- Born: 27 July 1946 Leipzig, Soviet occupation zone in Germany
- Died: 28 December 2019 (aged 73) Potsdam, Germany
- Occupations: Pianist, keyboardist

= Milan Šamko =

German pianist (1946–2019)

Milan Šamko (27 July 1946 – 28 December 2019) was a German pianist and keyboardist. In the 1980s, he became a sought-after studio musician of the GDR.

== Biography ==
Šamko studied piano and composition at the Hochschule für Musik "Hanns Eisler" in Berlin. From the mid-1960s, jazz and blues became more and more a passion for him. He was primarily devoted to playing the music and listening to his favorite classics of Herbie Hancock, Miles Davis, or Keith Jarrett. Samko then advanced through his very own style of writing and improvising as a jazz musician. He has worked as a soloist on the Hammond organ as well as in the radio big band.

In addition to his appearances in bands, since GDR-times to this day, he has frequently accompanied the diseuse Sonja Kehler - both on stage and on record - for a CD with a new Else Lasker-Schüler setting.
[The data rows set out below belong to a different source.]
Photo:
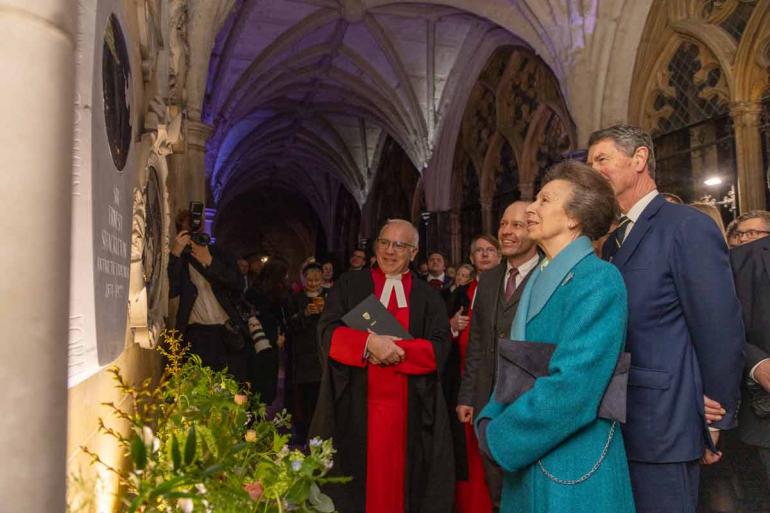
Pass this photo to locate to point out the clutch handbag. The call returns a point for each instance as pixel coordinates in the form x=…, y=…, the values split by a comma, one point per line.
x=520, y=363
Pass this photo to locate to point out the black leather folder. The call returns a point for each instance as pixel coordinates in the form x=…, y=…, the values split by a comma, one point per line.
x=520, y=363
x=370, y=314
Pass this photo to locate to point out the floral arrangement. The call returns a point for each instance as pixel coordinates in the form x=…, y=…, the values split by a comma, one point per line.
x=198, y=443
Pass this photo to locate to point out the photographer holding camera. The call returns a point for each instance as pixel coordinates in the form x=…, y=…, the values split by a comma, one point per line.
x=208, y=284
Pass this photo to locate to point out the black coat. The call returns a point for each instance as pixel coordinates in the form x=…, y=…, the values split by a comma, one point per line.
x=260, y=370
x=302, y=340
x=751, y=270
x=222, y=274
x=342, y=406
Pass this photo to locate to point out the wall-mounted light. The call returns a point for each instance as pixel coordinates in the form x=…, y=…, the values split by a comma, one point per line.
x=728, y=201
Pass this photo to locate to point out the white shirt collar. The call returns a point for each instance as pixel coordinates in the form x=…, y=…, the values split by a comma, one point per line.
x=525, y=268
x=636, y=211
x=393, y=285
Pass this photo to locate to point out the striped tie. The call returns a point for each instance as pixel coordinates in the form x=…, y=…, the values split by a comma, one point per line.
x=620, y=232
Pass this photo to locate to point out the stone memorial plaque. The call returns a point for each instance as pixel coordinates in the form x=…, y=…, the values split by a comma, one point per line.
x=102, y=191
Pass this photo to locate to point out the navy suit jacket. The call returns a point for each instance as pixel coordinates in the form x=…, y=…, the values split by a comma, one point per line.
x=685, y=331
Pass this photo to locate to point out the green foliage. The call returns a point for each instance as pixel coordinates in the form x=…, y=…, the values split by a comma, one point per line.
x=197, y=443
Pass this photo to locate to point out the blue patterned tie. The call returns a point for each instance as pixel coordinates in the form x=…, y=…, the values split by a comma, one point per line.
x=620, y=233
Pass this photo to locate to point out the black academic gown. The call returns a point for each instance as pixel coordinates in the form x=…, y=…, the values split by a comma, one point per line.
x=341, y=413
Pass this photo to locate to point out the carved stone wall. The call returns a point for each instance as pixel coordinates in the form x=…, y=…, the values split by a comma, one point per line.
x=515, y=126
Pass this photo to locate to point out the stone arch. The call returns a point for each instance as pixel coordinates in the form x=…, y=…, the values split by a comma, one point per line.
x=515, y=97
x=530, y=167
x=732, y=37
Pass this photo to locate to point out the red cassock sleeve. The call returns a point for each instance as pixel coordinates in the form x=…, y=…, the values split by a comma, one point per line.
x=348, y=346
x=419, y=357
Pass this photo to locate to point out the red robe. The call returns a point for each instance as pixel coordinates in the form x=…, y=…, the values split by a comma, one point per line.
x=471, y=496
x=387, y=399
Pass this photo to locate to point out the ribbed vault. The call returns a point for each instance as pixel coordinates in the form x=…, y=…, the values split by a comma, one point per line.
x=306, y=92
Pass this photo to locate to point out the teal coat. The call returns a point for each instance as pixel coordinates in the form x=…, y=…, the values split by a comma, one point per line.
x=577, y=302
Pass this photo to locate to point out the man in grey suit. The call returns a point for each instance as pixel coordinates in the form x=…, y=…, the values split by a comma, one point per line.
x=497, y=297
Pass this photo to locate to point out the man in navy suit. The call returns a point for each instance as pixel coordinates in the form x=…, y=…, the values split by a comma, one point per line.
x=685, y=332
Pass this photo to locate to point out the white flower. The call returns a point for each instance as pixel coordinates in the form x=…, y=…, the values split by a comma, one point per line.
x=185, y=504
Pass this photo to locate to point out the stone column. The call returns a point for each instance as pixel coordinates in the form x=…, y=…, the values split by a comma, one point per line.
x=36, y=99
x=748, y=153
x=196, y=135
x=204, y=19
x=187, y=171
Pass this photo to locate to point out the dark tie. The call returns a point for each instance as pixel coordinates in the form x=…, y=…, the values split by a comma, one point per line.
x=510, y=287
x=619, y=234
x=436, y=283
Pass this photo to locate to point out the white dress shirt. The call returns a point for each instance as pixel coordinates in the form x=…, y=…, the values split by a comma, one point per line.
x=636, y=211
x=524, y=269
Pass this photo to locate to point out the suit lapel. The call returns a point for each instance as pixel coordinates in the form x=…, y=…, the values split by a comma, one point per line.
x=416, y=296
x=637, y=232
x=766, y=260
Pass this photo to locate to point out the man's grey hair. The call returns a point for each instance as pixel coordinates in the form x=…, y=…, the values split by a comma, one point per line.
x=764, y=215
x=403, y=222
x=628, y=138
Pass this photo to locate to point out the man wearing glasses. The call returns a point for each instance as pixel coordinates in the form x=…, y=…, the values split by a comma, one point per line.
x=381, y=398
x=752, y=225
x=497, y=297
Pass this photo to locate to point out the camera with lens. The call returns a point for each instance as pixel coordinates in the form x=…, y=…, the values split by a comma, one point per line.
x=196, y=221
x=257, y=333
x=200, y=238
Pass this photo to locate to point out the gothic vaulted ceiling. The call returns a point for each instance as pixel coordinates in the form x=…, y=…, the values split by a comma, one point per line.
x=302, y=93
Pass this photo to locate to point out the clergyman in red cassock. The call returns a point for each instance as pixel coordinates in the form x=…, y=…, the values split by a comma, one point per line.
x=472, y=494
x=381, y=398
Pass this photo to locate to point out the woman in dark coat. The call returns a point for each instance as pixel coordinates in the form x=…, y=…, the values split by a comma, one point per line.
x=268, y=296
x=303, y=350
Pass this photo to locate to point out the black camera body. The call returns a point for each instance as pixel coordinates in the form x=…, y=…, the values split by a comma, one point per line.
x=200, y=238
x=197, y=217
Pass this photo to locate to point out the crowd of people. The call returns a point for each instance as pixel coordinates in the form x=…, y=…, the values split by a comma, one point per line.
x=599, y=268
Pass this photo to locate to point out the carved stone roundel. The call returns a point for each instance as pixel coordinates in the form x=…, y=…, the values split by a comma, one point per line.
x=116, y=89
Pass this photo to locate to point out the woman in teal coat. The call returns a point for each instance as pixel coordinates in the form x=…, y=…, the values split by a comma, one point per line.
x=558, y=456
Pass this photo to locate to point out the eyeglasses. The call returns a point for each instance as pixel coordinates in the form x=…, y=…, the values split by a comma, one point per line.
x=398, y=246
x=751, y=234
x=485, y=251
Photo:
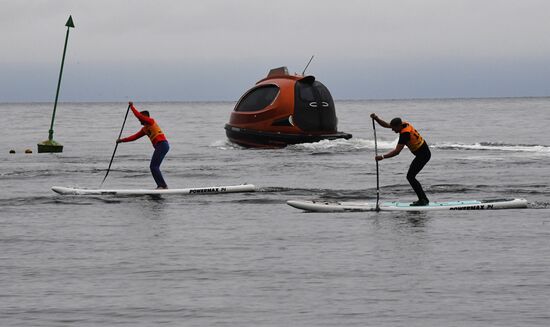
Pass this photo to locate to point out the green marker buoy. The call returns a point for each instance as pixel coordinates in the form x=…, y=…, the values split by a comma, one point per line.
x=50, y=145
Samko, who now lives near Potsdam and teaches piano lessons, has been part of the blues band Passover Blues since the mid-1990s. He also played in the Honky Tonk Duo, with whom he was also to be heard at the Umbria Jazz Festival and he performed with old friends like Wolfgang Zicke Schneider, Konrad Körner, Harro Hübner or Horst "Verti" Melzer.